Life's a pechach to cudowna, matowa brzoskwinia. Dodaje uroku! Idealana do stosowania na kości policzkowe, ale także sprawdzi się u blondynek w większej ilości - muśnięte policzki w miejscu gdzie nakładamy bronzer odpowiedniemu typu urody doda energii, delikatności i wybije cały urok.
Coming up roses w odcieniach matowego różu - piękny, stanowczy, wydaje się dość ciemny i odważny. A według mnie jest cudowny ♥ Widzę go na policzkach osoby o ciemniejszej karnacji. Wydobędzie piękno, doda urody.
Mój fawboryt, czyli Tawnylicious - jedyny w odcieniach brązu. Matowy, nadający się do drapingu, czyli używany zamiast bronzera, jak mało jaki odcień, a ponadto podkreśli makijaż nakładany w sposób klasyczny. Według mnie pasuje do niejednego typu urody.
Te róże i wiele innych mineralnych produktów od Lily Lolo znajdziecie w sklepie online Costasy.pl. Wybierając je stawiacie na kosmetyk bez zbędnych składników np. talku (który bardzo często zapycha), substancji zapachowych.
Brzoskwiniowy jest prześliczny :) Uwielbiam takie odcienie :D Wcześniej nie słyszałam o tej firmie, ale widzę, że muszę się z nią koniecznie zapoznać :)
OdpowiedzUsuńPiękne odcienie :)
OdpowiedzUsuńPięknie się prezentują :)
OdpowiedzUsuńJestem niesamowicie ciekawa kosmetyków tej marki, bo dotąd nie mam ani jednego.

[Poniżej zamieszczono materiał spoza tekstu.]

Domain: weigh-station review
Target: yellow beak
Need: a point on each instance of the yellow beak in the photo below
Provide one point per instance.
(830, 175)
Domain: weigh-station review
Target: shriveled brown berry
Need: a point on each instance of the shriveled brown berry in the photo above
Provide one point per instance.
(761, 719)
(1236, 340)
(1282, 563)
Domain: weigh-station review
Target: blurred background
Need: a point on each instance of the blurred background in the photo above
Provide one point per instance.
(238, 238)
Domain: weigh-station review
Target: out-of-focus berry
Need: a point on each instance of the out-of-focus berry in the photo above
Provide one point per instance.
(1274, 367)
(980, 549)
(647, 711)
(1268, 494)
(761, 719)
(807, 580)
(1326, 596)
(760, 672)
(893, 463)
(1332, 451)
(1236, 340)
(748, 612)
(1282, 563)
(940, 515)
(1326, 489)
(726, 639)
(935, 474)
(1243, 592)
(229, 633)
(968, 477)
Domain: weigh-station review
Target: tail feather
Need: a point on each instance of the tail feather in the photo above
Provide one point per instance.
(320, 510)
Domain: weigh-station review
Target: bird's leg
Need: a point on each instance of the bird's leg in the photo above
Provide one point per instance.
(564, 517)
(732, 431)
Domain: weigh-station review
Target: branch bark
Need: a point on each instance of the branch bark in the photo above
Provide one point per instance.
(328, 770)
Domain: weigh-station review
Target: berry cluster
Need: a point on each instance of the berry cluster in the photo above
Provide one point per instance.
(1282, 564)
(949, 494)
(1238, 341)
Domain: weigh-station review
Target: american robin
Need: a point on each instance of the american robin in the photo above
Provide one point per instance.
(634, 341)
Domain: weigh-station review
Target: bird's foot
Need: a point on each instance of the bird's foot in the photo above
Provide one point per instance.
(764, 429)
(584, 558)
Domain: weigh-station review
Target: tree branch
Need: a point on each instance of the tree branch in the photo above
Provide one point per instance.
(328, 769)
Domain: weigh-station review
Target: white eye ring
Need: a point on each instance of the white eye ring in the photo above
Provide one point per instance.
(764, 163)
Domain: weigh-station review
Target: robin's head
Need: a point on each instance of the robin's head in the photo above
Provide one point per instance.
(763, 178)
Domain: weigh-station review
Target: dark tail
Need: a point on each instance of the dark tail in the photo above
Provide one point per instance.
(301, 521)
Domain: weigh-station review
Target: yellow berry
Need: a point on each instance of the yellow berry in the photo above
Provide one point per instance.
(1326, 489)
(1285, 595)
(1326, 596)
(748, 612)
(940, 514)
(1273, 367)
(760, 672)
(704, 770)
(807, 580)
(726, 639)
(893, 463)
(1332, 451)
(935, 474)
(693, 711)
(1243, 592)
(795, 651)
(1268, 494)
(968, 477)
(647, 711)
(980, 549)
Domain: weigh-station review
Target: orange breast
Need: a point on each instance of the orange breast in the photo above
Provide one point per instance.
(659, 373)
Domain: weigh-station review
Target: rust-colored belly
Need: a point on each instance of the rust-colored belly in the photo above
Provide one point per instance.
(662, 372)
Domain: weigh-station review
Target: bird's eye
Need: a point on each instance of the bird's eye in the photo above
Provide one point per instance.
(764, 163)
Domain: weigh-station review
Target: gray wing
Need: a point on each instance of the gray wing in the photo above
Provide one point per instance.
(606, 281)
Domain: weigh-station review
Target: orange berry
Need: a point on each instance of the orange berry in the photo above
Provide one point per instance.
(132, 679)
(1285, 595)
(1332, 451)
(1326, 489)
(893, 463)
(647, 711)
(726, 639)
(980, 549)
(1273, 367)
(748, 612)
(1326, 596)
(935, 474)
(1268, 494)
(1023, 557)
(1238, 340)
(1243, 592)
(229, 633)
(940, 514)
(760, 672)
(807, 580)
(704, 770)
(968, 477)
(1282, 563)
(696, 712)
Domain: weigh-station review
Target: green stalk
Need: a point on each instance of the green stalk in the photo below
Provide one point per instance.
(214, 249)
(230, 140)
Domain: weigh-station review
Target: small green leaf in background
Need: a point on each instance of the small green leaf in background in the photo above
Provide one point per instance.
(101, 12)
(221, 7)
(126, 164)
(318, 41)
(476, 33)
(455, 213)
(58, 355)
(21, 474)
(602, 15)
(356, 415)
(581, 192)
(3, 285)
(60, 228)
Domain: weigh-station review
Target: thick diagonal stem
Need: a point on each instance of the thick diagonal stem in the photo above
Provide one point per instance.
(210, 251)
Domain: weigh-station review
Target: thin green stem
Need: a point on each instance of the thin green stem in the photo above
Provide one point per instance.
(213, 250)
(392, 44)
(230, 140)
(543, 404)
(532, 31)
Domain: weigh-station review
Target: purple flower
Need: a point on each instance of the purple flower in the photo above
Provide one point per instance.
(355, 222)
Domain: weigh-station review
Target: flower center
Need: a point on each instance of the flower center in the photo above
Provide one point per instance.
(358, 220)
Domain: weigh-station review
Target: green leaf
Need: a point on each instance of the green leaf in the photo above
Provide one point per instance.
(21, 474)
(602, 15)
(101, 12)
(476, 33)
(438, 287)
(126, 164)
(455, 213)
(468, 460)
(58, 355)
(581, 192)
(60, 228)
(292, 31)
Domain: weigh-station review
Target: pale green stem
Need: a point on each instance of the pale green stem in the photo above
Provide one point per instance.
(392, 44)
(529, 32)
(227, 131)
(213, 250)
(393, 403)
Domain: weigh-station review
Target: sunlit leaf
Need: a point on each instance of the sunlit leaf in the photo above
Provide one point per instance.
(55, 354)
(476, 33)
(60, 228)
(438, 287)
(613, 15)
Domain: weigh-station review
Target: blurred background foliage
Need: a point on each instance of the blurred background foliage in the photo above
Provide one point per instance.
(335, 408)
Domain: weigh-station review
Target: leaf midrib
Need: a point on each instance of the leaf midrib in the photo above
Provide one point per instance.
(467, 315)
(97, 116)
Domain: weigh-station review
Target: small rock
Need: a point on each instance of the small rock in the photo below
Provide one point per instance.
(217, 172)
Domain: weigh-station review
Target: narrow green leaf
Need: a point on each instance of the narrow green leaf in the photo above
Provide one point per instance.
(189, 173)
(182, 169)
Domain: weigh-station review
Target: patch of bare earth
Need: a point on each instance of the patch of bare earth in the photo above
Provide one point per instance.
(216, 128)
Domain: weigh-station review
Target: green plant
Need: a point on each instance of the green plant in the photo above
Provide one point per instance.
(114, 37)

Właściwie znam chyba wszystkie inne marki oprócz tej :)
OdpowiedzUsuńróży Lily Lolo jeszcze nie miałam, póki co zachwycam się bronzerem Honolulu :D
OdpowiedzUsuńComing piękny
OdpowiedzUsuńpiękne kolory ♥
OdpowiedzUsuńJestem ciekawa jak wyglądają na twarzy
Brąz bardzo mi sie podoba <3
OdpowiedzUsuńZapraszam http://ispossiblee.blogspot.com/2017/04/white-dress-jeans-bomber.html
Niestety nie moja kolorystyka.
OdpowiedzUsuńWszystkie są śliczne, ale zupełnie nie dla mnie - róż tylko w chłodnym, jaśniejszym odcieniu :) ale dla osób o innej karnacji - super :)
OdpowiedzUsuńwszystkie odcienie są piękne ;) akurat kończy mi się róż i może to pora by zainteresować się tą marką właśnie ;)
OdpowiedzUsuńsłyszałam duzo dobrego o kosmetykach lily lolo ale nie mialam okazji jeszcze probowac:<
OdpowiedzUsuńBardzo lubię kosmetyki marki Lily Lolo, lecz tych prasowanych róży jeszcze nie miałam.